Large issue or not depends on the scale of your application. At worst it is less then a favorable user experience. The point is, checking first builds in the capability for a race condition. The constraint stops dirty data of course, so it relates to the user experience.
Sure, many apps do the username check first by whatever method. Many apps also use MySQL_* and put variables in the queries. That doesn’t make it ok.
In any of those cases, a potential race condition affecting the user experience is built into the app. There is no way it cannot be. There can only be one person with a particular username or domain name no matter how many people passed the availability check. The first request to make it to the server gets the name. In PHP, an Exception is thrown all by itself without a programmer throwing it. How it is handled is something else. Without seeing the code I couldn’t say, such as the case of domain names.
Unless I am mistaken, what you are talking about as anti-pattern or Exceptions for program flow doesn’t apply. That is the programmer throwing the exceptions. That is not the case here.
A duplicate constraint violation is an Exception in PHP all by itself so your previous statement about “actually aren’t exceptions” is incorrect.

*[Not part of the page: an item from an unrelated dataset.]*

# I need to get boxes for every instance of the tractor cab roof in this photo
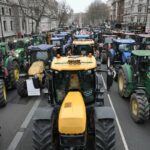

Let’s just take it to code, as it always says what is what. We already agree on the duplicate constraint in place. Lets take 100 people that want the username “BOB” which is not currently in the DB. A username check will tell ALL 100 people they can have the name “BOB”. They all submit at the same time. The race is on. Only one of them (race winner) gets the username registered to them, the other 99 have a failure EVEN THOUGH the app said the name was available.
Tell me, how would you, @astonecipher solve this problem?